Lastly, using five electrodes may result in a severe undersampling of the underlying cortex in several patients. However, this work is not the first to tackle patient comfort by limiting the number of electrodes, whereas other authors have used three to six electrodes to experiment with different configurations17,18,55.


This work concerns an extension and improvement of the application of EAs in seizure prediction. Our methodology proposes patient-specific seizure prediction models that perform above chance for 32% of the patients and may be used when the classical ML approach does not perform above chance or when we intend to retrieve interpretable insights. Additionally, these findings may evidence the need for different methodologies for different patients. Although this study includes 93 patients with several types of focal epilepsies and generalised epilepsy, the data concerns pre-surgical monitoring conditions. In these, due to time constraints in the clinic, patients suffer medication reduction and may suffer from sleep deprivation, which may induce more seizures that may not be representative of daily-life events15. To truly access seizure prediction performance, we must replicate this study on ultra long-term recordings collected during the patients’ daily life, such as the collected data from the Neurovista prediction challenge35 and in a proper field test. These two steps would answer how far this methodology may perform and how to apply it to a medical device at home. Concerning patient outcomes, we are aware of its limitations. In the future, we need to engage with patients and caregivers and focus on available technology, such as UNEEG SubQ65,66 and the ByteFlies Sensor Dots67. Patient-related outcome measures require a health-technology assessment68,69 which must be performed. Also, new software should meet hardware in a Value Sensitive Design approach70. Nevertheless, our work contributes to epilepsy seizure prediction by providing a complete pipeline for patient-specific prediction while addressing concerns regarding patient comfort in terms of electrode placement in the scalp.
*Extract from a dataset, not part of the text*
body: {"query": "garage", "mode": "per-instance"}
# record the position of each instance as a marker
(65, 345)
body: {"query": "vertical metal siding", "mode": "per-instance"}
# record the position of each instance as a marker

The access to more computational resources may improve our methodology, for example, by enabling the increase of the number of features and/or the test of more complex classifiers. However, one must be careful with publication bias by reporting higher performances, as these may result from a test set optimisation. Also, these improvements will increase the execution time of the MOEA, which should be kept to a reasonable period. A higher runtime may imply the redefinition of some parameters, such as the number of generations and population size. Changing these aspects will not influence the application of the association rules, which can retrieve information about gene importance and gene interactions. We also believe our methodology may significantly benefit from information regarding concept drifts, such as medication intake and circadian cycles14.